A seatbelt is a simple, preditable mechanism that functions without impeding the driving experience. Anti-virus software which is a complicated, unpredictable mechanism that significantly impedes the computing experience.
I find a more viable approach is to be careful with the OS install (not install untrusted stuff) and also to make it expendable. Data lives on a single-purpose unix host and is regularly backed up so I can do a predictable, quick, low-effort reinstall and be back to operation in a couple of hours.
An outcome I've wanted but not done - computer lives behind a router which is set up to make active monitoring and managing of traffic easy. Product idea - consumer-ready but geek-friendly router with powerful but easy-to-use tools that doesn't suck. Interface should be live so that you can see the traffic coming and going, and there should be controls to allow you to open up and close access to different sites. Stand-along system with a profile a bit like a sunray, plug for commodity keyboard and monitor.

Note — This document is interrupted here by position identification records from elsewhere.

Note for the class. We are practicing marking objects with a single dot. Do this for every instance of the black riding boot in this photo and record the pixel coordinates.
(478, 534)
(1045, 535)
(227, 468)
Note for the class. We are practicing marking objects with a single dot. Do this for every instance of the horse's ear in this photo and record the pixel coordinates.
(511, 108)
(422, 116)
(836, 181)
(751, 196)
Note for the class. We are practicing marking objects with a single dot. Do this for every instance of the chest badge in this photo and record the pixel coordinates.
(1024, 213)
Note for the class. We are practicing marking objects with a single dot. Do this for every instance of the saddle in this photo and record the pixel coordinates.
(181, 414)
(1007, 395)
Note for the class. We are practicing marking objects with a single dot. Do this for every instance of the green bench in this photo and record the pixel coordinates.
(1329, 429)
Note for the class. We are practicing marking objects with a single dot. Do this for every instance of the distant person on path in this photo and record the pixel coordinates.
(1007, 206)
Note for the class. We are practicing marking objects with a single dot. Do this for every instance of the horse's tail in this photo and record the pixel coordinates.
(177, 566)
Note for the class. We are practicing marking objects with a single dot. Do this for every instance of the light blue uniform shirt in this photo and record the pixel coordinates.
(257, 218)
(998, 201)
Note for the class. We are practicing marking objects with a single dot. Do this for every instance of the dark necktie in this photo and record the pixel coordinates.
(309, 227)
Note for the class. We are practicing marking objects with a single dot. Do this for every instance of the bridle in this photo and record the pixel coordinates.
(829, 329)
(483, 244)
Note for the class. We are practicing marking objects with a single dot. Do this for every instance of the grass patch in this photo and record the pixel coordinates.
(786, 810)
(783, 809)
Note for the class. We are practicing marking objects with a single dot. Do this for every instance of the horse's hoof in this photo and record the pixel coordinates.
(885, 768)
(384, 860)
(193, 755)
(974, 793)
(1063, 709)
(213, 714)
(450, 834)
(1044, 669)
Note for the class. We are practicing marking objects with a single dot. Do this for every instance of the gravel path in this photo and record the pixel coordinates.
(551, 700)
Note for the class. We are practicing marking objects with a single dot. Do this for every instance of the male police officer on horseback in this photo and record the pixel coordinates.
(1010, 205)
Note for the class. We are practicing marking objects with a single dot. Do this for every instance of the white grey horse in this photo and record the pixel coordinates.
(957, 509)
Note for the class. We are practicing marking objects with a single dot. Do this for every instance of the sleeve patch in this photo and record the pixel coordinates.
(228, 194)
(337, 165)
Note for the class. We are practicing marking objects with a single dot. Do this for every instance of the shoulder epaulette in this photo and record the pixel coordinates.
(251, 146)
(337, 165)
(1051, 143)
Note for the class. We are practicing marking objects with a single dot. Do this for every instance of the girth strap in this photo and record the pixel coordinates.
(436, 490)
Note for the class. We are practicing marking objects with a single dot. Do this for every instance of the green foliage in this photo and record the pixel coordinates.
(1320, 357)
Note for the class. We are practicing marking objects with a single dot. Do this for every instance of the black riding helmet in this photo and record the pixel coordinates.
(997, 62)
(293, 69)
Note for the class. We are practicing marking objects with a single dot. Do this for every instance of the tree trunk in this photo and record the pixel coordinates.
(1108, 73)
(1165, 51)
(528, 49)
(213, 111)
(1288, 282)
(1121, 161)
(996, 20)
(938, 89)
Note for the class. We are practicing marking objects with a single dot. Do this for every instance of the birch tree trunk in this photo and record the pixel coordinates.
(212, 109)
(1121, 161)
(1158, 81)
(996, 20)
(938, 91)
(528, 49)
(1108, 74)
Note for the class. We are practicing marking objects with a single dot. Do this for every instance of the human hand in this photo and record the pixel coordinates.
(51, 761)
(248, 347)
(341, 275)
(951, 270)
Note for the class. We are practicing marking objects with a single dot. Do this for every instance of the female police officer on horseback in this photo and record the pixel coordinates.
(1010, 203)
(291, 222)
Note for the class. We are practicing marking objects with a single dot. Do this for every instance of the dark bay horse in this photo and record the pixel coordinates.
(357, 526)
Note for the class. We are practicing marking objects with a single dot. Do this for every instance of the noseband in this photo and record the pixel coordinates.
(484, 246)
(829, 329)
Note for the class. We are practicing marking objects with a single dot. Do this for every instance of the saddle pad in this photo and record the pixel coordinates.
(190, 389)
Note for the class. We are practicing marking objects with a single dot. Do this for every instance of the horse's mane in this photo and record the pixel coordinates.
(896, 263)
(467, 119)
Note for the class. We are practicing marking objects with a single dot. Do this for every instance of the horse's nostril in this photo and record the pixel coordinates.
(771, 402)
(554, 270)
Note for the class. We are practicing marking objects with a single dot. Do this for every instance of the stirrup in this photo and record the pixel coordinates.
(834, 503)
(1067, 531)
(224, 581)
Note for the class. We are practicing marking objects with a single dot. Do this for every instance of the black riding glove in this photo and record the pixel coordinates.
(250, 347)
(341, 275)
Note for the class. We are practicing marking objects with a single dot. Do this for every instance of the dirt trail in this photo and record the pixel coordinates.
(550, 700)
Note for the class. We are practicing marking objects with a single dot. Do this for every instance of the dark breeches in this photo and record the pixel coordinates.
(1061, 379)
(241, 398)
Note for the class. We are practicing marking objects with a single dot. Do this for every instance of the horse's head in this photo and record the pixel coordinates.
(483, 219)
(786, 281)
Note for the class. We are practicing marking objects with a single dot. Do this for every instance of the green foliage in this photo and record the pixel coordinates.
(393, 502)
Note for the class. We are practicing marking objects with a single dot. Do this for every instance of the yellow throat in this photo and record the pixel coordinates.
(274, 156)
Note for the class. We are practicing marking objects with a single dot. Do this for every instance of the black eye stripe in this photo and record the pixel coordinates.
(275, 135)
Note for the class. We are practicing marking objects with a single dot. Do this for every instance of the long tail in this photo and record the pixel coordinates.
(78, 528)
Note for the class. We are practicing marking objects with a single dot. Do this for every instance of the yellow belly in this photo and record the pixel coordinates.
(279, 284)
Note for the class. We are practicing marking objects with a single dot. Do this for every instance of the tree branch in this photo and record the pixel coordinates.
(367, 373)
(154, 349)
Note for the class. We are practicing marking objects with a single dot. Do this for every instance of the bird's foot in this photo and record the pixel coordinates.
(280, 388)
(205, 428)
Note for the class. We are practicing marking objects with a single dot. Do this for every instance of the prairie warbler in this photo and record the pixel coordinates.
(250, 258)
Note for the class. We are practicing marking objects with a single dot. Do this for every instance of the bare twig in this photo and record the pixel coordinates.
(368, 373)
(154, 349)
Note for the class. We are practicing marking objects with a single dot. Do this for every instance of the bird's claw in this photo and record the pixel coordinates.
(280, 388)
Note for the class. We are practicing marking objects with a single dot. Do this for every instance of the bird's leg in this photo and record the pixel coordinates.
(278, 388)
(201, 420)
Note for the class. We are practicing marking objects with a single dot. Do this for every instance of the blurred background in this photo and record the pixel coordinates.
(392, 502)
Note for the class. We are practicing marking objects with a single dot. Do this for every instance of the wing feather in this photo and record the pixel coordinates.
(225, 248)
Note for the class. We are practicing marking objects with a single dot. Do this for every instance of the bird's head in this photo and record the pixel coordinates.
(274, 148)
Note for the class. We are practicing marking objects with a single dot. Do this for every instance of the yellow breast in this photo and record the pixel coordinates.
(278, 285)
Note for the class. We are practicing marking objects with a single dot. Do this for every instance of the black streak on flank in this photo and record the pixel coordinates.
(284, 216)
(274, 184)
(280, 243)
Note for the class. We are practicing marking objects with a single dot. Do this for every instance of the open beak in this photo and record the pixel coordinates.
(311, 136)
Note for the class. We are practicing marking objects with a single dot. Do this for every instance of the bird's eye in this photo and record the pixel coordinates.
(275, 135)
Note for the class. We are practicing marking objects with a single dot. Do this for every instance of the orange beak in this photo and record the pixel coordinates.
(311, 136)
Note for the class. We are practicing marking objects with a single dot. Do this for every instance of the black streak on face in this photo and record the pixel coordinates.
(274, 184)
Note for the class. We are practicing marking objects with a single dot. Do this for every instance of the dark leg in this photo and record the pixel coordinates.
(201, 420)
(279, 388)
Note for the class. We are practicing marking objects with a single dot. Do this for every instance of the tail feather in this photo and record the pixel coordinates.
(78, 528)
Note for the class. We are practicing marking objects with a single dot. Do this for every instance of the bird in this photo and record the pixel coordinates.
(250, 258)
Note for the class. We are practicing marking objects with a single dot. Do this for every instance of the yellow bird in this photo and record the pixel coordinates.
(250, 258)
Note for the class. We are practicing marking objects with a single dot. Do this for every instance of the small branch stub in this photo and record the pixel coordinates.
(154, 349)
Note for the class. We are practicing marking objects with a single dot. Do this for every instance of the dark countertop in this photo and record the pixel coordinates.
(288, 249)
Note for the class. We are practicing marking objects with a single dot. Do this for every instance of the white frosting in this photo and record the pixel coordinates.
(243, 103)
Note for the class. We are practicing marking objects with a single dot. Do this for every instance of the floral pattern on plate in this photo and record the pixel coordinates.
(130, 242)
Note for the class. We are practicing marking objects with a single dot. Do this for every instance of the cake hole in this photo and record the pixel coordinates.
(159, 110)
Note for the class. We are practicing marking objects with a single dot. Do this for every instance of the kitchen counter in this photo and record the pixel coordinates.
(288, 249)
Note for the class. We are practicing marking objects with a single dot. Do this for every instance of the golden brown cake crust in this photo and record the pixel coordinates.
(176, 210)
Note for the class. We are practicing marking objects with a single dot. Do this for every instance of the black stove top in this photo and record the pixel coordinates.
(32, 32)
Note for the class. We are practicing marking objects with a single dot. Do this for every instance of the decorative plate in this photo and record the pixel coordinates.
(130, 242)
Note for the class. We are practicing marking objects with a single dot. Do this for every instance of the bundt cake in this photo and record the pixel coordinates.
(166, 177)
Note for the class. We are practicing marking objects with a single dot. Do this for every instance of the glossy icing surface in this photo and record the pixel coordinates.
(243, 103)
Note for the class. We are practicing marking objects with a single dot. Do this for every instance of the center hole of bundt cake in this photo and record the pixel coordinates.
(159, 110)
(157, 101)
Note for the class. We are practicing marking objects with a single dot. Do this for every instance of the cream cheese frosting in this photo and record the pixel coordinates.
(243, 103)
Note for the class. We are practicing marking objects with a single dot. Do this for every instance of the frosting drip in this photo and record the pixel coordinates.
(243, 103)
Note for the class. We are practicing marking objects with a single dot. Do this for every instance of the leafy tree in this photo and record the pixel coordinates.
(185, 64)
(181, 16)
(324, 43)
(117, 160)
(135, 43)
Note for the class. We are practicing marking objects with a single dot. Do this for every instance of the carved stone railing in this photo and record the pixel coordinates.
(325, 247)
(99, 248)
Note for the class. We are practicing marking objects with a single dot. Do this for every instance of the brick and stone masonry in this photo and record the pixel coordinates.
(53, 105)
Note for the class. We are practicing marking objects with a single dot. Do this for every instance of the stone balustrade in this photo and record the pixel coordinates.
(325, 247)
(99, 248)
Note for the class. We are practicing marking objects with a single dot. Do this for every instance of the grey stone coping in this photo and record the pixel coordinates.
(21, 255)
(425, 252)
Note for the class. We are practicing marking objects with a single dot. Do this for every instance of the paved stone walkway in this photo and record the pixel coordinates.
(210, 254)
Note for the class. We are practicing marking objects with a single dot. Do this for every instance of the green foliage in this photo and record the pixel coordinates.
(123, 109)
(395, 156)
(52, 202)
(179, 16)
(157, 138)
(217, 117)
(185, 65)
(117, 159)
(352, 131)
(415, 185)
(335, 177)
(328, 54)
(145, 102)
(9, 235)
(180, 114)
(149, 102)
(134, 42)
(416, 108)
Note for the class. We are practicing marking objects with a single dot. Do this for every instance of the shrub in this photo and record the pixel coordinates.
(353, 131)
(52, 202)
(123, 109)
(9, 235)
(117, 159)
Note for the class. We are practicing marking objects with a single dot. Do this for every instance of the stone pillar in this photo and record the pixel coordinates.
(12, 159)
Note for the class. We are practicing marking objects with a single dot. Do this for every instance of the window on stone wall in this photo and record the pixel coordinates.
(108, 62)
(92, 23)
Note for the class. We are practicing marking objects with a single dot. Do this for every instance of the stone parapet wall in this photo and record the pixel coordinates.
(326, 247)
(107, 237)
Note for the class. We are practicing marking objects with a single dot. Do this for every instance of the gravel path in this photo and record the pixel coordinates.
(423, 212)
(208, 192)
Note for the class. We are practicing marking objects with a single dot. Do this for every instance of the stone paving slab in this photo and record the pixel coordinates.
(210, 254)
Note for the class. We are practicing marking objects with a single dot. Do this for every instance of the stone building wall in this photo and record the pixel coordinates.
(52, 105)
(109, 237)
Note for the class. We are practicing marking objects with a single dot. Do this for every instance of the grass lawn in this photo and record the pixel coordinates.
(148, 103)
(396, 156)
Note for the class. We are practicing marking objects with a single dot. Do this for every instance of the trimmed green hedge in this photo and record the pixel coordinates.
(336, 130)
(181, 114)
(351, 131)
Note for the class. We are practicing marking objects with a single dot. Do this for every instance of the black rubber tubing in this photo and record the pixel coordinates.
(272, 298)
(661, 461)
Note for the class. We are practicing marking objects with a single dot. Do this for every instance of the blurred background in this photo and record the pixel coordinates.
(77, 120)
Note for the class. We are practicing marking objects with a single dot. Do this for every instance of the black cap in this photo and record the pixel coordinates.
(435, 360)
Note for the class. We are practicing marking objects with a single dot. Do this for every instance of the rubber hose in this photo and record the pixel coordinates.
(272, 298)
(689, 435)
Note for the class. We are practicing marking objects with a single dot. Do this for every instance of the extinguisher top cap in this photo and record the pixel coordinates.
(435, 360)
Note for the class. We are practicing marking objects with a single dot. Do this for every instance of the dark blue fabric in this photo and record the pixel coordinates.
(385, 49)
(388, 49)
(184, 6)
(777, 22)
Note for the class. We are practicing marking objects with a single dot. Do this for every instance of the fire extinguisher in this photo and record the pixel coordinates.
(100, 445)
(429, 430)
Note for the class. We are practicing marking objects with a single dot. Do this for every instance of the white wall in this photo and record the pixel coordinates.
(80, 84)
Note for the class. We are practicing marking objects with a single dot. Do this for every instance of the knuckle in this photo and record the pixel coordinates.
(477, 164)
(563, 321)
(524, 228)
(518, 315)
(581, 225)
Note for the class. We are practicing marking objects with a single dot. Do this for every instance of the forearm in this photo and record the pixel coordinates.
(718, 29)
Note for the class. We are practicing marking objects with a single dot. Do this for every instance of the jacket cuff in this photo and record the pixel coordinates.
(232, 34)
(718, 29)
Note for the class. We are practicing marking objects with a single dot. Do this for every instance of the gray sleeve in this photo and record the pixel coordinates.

The author of that page did not come to the conclusion "do not use antivirus software because it will make your computer slow" but rather ask consumers to make an educated decision about which software to purchase based on their detection rate.
Malware will also slow down your computer, and could result in your personal information being stolen. If the choice were between waiting an extra few seconds for my computer to boot or having all of my files accessible to people I neither know nor trust, I would choose the former.
"You're doing it wrong" personified right there. If you're using MacAfee or Norton, that's like wrapping a seatbelt around your neck (as those numbers show).
If you're working without at least common-sense anti-virus protection, you're going to deserve what you'll eventually get.
I just kicked Norton of my wife's Vista PC, thanks to Norton's own "Norton Removal Tool".
I'd like to know what your definition of "common-sense anti-virus protection" is, though. Apart from "don't download/install anything from untrusted places".
I don't know the details of this particular story but I have seen blatant scaremongering and misinformation in the past when it comes to Macs.